In picking Sen. Joe Biden to be his running mate, Barack Obama sought to shore up his weakness — inexperience in office and on foreign policy — rather than underscore his strength as a new-generation candidate defying political conventions.
He picked a 35-year veteran of the Senate — the ultimate insider — rather than a candidate from outside Washington, such as Govs. Tim Kaine of Virginia or Kathleen Sebelius of Kansas; or from outside his party, such as Sen. Chuck Hagel of Nebraska; or from outside the mostly white male club of vice presidential candidates. Hillary Rodham Clinton didn't even make his short list.
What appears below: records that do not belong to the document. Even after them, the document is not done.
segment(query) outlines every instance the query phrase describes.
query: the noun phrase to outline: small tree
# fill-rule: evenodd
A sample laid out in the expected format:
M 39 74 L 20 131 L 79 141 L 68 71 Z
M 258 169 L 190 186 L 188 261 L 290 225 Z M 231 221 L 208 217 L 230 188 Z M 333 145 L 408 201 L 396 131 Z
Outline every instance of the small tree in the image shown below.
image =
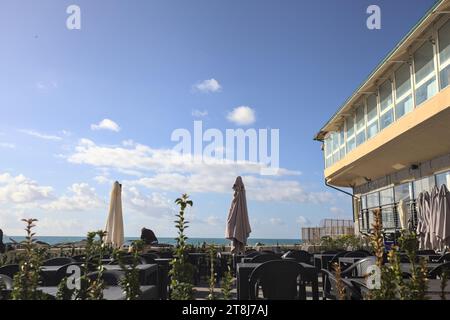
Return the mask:
M 38 290 L 43 252 L 35 247 L 35 233 L 32 231 L 37 219 L 22 219 L 22 221 L 26 223 L 27 232 L 25 254 L 19 263 L 19 272 L 13 279 L 11 296 L 13 300 L 41 300 L 45 298 L 42 291 Z
M 213 244 L 209 246 L 208 251 L 209 251 L 209 270 L 210 270 L 208 300 L 216 300 L 216 294 L 214 292 L 214 289 L 216 287 L 216 273 L 214 270 L 214 263 L 216 260 L 215 256 L 217 254 L 217 251 Z
M 184 213 L 188 206 L 192 207 L 193 202 L 189 200 L 187 194 L 183 194 L 181 198 L 175 200 L 180 207 L 179 213 L 176 215 L 175 227 L 178 229 L 176 238 L 177 244 L 174 252 L 174 259 L 171 261 L 172 269 L 170 270 L 171 280 L 171 298 L 173 300 L 192 300 L 194 298 L 194 266 L 187 260 L 187 236 L 184 234 L 188 228 L 188 222 L 185 220 Z

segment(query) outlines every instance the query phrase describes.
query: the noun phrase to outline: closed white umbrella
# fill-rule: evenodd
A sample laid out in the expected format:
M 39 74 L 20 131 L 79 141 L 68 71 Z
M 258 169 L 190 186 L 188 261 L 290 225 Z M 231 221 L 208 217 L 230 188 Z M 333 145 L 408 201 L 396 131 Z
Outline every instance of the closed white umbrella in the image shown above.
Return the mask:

The picks say something profound about Obama: For all his self-confidence, the 47-year-old Illinois senator worried that he couldn't beat Republican John McCain without help from a seasoned politician willing to attack. The Biden selection is the next logistical step in an Obama campaign that has become more negative — a strategic decision that may be necessary but threatens to run counter to his image.
Democratic strategists, fretting over polls that showed McCain erasing Obama's lead this summer, welcomed the move. They, too, worried that Obama needed a more conventional — read: tougher — approach to McCain.
"You've got to hand it to the candidate and the campaign. They have a great sense of timing and tone and appropriateness. Six months ago, people said he wasn't tough enough on Hillary Clinton — he was being too passive — but he got it right at the right time," said Democratic strategist Jim Jordan. "He'll get it right again."
Indeed, Obama has begun to aggressively counter McCain's criticism with negative television ads and sharp retorts from the campaign trail.
A senior Obama adviser, speaking on condition of anonymity, said his boss has expressed impatience with what he calls a "reverence" inside his campaign for his message of change and new politics. In other words, Obama is willing — even eager — to risk what got him this far if it gets him to the White House.
Biden brings a lot to the table. An expert on national security, the Delaware senator voted in 2002 to authorize military intervention in Iraq but has since become a vocal critic of the conflict. He won praise for a plan for peace in Iraq that would divide the country along ethnic lines.
Chief sponsor of a sweeping anti-crime bill that passed in 1994, Biden could help inoculate Obama from GOP criticism that he's soft on crime — a charge his campaign fears will drive a wedge between white voters and the first black candidate with a serious shot at the White House.
So the question is whether Biden's depth counters Obama's inexperience — or highlights it?
After all, Biden is anything but a change agent, having been in office longer than half of all Americans have been alive. Longer than McCain.
And he talks too much.
On the same day he announced his second bid for the presidency, Biden found himself explaining why he had described Obama as "clean."
And there's the 2007 ABC interview in which Biden said he would stand by an earlier statement that Obama was not ready to serve as president.
It seems Obama is worried that some voters are starting to agree.